KazeAizen said:
Im doing that almost exclusively now. What I'm thinking though is that even though physical game retailers are slowly being out dated if say Gamestop were to fail that would actually open up the door for actual legit competition which is what drives free markets. They could have actual real sales on games instead of the bullshit buy 2 get one new or whatever horseshit that they do now. I mean Steam has GoG to compete with and one other I think that I can't remember but they have competition. Gamestop basically has a Monopoly.
What worries me there is that it might actually end up with a similar result to (though not identical or on the same scale as) the 83 crash's [precursor of Pac-Man and ET. Companies may not look at the market and say "there's an opening," but rather "holy crap, if Gamestop can't make it, maybe there's no money in it" and leave it to box stores and etailers.
And let's face it. There isn't a lot of money in gaming stores. Games are a loss leader product. When I worked retail, the stores on average got about two bucks, maybe three for a game. The whole reason Gamestop's model exists is because games are a terrible product to move on. Amazon and Wal-Mart love them because they use them to get people into their stores or onto their site. Hell, Amazon even offers funny money as an incentive to keep you on the site. When I was working at Wal-Mart, the manager even acknowledged this and encouraged us to push other items on the folks who just came in for a video game.
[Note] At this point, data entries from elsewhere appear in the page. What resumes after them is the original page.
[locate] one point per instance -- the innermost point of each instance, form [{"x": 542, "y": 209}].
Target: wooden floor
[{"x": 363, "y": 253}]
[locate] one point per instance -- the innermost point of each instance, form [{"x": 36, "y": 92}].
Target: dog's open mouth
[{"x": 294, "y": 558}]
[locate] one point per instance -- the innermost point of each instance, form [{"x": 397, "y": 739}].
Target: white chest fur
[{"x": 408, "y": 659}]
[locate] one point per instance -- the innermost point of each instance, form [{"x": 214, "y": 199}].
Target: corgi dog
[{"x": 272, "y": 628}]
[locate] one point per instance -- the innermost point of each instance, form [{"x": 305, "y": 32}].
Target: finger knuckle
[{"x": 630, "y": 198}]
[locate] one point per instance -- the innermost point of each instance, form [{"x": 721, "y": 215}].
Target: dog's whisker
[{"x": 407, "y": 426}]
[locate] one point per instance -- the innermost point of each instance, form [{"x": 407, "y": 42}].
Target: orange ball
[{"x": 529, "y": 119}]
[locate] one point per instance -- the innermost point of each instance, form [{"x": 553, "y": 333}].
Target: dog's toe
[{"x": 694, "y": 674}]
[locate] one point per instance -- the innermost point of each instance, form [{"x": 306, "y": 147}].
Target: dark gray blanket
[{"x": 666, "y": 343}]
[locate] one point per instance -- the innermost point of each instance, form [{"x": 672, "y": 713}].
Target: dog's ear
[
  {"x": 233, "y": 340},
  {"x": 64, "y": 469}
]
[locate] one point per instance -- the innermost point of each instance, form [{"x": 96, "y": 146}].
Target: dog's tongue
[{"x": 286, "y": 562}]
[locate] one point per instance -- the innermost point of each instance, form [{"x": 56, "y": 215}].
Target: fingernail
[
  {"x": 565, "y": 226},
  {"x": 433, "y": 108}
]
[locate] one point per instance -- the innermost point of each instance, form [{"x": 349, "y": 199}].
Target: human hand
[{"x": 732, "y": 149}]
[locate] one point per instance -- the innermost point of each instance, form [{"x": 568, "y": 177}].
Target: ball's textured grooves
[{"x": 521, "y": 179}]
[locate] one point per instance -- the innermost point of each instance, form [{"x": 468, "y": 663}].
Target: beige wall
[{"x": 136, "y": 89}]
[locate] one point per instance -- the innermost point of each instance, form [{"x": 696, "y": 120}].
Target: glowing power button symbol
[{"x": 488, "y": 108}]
This is not to say Gamestop are the good guys, but rather that their model exists for a reason: the games industry treats retail like crap. I'm sure they would get rid of retail for more than just used games if they could.
More to the point, anyone to take up the slack of Gamestop will likely be just as bad, because of the reality of a strictly games retail business.
I'm going to sort of bring this back around to tags, because I think there's a connection here. Many of the problems with digital services come from the same source: pressure from the publishers/devs. Be it Valve or Origin or PSN, there's some industry input by necessity, because otherwise, publisher X or Y might take their ball and go home. Or worse, come up with a competing service (Origin, EA Access). They're either run by or at the mercy of the industry. Many game companies would pull out if DRM wasn't in games, for example. I suspect that moderation of Steam Forums was also not something Valve came up with on its own. And I suspect there will be pub/dev control of tags for the same reason.
Digital stores have different challenges from retail, but there is definitely a constant: they're bumping against publishers.